Given an array which consists of non-negative integers and an integer m, you can split the array into m non-empty continuous subarrays. Write an algorithm to minimize the largest sum among these m subarrays.
Note:
Ifnis the length of array, assume the following constraints are satisfied:
1 ≤ n ≤ 1000
1 ≤ m ≤ min(50,n)
Examples:
Input:
nums = [7,2,5,10,8]
m = 2
Output: 18
Explanation:
There are four ways to split nums into two subarrays.

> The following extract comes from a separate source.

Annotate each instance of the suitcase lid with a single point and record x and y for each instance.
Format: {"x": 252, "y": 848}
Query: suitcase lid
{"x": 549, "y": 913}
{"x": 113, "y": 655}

The best way is to split it into [7,2,5] and [10,8],
where the largest sum among the two subarrays is only 18.
class Solution {
public int splitArray(int[] nums, int m) {
int low = Integer.MIN_VALUE, high = 0, mid = 0;
for (int num : nums) {
low = Math.max(low, num);
high += num;
}
while (low + 1 < high) {
mid = low + (high - low) / 2;
if (!isValid(nums, m - 1, mid)) {
low = mid + 1;
}
else {
high = mid;
}
}
return isValid(nums, m - 1, low) ? low : high;
}
public boolean isValid(int[] nums, int cuts, int target) {
int sum = 0;
for (int num : nums) {
if (num > target) {
return false;
}
if (sum + num <= target) {
sum += num;
}
else {
--cuts;
sum = num;
if (cuts < 0) {
return false;
}
}
}
return true;
}
}
class Solution {
public int splitArray(int[] nums, int m) {
int n = nums.length;
int[] sum = new int[n + 1];
for (int i = 1; i <= n; i++) {
sum[i] = sum[i - 1] + nums[i - 1];
}
int[][] dp = new int[m + 1][n + 1];
for (int i = 0; i <= m; i++) {
Arrays.fill(dp[i], Integer.MAX_VALUE);
}
dp[0][0] = 0;
for (int i = 1; i <= m; i++) {
for (int j = 1; j <= n; j++) {
for (int k = i - 1; k < j; k++) {
dp[i][j] = Math.min(dp[i][j], Math.max(dp[i - 1][k], sum[j] - sum[k]));
}
}
}
return dp[m][n];
}
}